Barrier epithelia contain certain types of lymphocytes, including intraepithelial T lymphocytes, which recognize and respond to commonly encountered microbes. Intraepithelial T lymphocytes are present in the epidermis of the skin and in mucosal epithelia. Various subsets of intraepithelial lymphocytes are present in different proportions, depending on species and tissue location. These subsets are distinguished mainly by the type of antigen receptors they express. Some intraepithelial T lymphocytes express the conventional αβ form of the T-cell receptor (TCR), which is present on most T cells in lymphoid tissues and in the circulation.
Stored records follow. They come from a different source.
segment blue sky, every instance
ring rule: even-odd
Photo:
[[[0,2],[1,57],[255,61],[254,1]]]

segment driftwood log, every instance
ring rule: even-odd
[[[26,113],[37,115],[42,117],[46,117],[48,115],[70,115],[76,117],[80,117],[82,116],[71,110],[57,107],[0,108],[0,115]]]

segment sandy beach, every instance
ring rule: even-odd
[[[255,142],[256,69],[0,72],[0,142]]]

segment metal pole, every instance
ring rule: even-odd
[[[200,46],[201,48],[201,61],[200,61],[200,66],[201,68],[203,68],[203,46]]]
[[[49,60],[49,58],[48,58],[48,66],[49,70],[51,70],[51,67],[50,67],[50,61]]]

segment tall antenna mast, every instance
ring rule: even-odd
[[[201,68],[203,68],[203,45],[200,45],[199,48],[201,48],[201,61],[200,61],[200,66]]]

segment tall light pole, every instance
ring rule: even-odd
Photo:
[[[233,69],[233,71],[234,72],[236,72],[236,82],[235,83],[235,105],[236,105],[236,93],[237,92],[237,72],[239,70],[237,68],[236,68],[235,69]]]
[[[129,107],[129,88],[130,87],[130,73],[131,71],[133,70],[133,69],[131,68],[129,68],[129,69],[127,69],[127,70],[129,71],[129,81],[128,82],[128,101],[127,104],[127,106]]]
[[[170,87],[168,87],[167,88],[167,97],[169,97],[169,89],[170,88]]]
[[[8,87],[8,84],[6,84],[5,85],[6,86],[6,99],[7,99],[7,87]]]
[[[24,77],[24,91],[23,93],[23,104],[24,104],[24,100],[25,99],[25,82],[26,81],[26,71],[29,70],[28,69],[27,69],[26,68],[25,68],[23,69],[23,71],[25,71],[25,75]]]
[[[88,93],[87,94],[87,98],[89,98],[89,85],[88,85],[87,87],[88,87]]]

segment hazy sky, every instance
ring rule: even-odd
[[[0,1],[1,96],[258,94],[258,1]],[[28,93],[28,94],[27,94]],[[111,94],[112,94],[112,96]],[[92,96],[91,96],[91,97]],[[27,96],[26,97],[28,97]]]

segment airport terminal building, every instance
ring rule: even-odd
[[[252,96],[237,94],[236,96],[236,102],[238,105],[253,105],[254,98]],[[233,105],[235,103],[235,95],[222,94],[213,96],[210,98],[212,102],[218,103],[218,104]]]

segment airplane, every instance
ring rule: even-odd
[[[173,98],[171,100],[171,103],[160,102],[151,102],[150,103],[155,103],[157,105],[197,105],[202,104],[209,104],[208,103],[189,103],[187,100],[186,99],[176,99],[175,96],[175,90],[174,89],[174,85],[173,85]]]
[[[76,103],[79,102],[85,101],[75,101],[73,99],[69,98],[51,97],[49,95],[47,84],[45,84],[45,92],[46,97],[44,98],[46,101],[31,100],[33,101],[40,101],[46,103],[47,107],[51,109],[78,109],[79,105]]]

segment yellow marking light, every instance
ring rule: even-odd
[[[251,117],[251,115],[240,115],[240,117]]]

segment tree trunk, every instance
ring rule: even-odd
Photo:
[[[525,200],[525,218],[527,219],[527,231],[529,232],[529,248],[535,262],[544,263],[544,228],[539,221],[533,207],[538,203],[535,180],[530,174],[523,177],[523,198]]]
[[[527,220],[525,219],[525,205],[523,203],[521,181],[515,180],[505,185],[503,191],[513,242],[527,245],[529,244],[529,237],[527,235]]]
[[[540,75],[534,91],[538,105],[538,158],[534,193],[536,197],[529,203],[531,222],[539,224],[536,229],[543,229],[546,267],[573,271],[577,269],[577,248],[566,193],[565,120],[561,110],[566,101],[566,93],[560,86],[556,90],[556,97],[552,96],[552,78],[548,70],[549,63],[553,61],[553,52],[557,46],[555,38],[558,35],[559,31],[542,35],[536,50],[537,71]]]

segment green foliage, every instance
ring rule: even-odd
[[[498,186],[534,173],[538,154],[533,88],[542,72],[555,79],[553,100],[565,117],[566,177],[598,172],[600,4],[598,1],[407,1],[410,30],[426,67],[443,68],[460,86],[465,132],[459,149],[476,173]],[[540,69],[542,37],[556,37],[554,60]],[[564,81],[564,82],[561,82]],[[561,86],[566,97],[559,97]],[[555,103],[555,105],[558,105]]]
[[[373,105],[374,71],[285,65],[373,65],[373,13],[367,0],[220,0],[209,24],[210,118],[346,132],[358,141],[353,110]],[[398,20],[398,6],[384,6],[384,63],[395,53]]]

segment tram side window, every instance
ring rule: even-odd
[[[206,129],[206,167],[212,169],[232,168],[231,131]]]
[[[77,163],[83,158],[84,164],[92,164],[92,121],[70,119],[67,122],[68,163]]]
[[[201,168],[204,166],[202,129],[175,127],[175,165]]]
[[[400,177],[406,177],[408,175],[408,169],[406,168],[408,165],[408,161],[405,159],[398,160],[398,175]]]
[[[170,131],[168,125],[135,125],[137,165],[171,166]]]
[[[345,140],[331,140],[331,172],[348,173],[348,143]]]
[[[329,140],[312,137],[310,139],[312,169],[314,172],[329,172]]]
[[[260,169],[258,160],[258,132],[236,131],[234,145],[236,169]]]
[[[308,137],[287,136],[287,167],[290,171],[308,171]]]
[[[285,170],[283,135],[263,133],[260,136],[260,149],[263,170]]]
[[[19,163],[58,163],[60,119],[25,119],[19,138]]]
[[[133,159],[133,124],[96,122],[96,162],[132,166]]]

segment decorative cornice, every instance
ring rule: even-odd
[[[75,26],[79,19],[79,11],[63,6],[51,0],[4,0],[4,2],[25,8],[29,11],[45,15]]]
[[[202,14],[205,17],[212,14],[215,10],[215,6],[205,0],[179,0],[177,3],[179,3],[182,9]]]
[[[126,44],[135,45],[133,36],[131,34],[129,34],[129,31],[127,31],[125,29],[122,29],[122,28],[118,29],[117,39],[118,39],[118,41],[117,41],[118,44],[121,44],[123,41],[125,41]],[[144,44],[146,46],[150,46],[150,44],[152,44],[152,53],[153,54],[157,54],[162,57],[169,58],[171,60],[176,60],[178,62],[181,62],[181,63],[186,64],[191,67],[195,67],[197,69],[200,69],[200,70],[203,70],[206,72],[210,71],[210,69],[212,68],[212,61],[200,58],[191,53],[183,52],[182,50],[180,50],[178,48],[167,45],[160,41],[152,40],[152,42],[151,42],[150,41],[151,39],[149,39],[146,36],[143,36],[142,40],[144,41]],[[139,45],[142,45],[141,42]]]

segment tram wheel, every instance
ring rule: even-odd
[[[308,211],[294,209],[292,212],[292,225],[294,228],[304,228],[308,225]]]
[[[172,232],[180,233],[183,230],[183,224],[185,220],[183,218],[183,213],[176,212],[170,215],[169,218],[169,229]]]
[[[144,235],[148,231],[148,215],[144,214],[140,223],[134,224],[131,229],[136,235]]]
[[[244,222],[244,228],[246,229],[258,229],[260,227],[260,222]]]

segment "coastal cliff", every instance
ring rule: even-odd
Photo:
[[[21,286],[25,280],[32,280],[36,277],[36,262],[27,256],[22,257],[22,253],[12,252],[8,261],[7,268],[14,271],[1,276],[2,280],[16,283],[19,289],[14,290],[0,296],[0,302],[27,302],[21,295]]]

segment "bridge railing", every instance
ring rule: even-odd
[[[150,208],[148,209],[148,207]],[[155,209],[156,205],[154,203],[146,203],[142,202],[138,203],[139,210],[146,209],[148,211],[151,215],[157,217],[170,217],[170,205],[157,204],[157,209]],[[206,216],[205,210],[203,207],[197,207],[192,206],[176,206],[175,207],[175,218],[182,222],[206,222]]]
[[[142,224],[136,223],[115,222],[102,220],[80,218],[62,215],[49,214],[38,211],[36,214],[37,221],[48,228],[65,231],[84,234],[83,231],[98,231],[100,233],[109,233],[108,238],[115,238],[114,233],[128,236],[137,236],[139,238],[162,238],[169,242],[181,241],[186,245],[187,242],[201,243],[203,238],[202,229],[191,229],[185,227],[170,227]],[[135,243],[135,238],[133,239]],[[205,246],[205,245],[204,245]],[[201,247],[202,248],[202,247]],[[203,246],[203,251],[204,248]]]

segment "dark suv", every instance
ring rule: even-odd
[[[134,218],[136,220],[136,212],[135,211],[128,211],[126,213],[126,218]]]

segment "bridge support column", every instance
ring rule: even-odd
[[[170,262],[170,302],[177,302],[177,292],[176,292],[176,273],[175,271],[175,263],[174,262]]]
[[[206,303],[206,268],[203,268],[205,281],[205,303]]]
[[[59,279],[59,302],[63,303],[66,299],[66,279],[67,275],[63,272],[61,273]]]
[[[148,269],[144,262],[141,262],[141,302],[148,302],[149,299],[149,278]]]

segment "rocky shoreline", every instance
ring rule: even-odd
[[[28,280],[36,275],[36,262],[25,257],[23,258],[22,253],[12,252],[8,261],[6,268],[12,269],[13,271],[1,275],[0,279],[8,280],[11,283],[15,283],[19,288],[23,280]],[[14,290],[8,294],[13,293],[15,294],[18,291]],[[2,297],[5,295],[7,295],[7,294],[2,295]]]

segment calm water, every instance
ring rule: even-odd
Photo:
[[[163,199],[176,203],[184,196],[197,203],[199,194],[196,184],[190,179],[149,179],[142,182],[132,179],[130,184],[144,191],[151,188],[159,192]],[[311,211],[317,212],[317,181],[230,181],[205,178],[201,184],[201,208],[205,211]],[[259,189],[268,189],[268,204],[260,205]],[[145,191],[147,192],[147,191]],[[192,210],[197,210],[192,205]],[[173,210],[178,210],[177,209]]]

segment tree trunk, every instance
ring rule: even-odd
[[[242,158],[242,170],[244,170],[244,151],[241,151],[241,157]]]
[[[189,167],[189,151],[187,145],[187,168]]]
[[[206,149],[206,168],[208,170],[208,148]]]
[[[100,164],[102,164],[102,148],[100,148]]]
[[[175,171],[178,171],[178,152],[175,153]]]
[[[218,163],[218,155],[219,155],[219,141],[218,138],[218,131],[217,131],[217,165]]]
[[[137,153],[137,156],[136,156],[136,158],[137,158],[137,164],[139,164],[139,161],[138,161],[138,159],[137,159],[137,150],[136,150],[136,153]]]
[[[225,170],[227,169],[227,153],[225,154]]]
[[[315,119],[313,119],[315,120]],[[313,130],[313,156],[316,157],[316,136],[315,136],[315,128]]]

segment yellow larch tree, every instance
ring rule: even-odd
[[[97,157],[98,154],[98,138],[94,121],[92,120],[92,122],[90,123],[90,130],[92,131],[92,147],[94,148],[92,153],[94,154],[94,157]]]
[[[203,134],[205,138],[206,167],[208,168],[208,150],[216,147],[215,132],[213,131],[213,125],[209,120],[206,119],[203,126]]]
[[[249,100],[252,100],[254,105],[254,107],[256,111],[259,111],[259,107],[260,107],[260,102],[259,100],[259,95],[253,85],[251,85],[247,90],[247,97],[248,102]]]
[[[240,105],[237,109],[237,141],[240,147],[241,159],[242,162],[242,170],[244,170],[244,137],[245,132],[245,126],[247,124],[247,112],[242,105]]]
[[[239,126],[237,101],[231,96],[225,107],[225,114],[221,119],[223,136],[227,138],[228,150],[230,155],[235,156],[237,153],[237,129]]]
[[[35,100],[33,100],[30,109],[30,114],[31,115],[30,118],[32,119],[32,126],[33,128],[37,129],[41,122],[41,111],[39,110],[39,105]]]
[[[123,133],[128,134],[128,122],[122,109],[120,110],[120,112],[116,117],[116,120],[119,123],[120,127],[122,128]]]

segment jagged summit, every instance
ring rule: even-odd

Other T cells in epithelia express a form of antigen receptor called the γδ TCR that may recognize peptide and nonpeptide antigens. A characteristic of intraepithelial T cells is the limited diversity of their antigen receptors, compared with T cells in blood and lymphoid tissues of the adaptive immune system. These intraepithelial T lymphocytes are thought to recognize a small number of commonly encountered microbial structures, a typical feature of innate pattern recognition receptors we have described. It is also possible that these lymphocytes are activated not by antigen recognition but by cytokines and other molecules produced by epithelial cells in response to stress. Intraepithelial lymphocytes may function in host defense by secreting cytokines, activating phagocytes, and killing infected cells.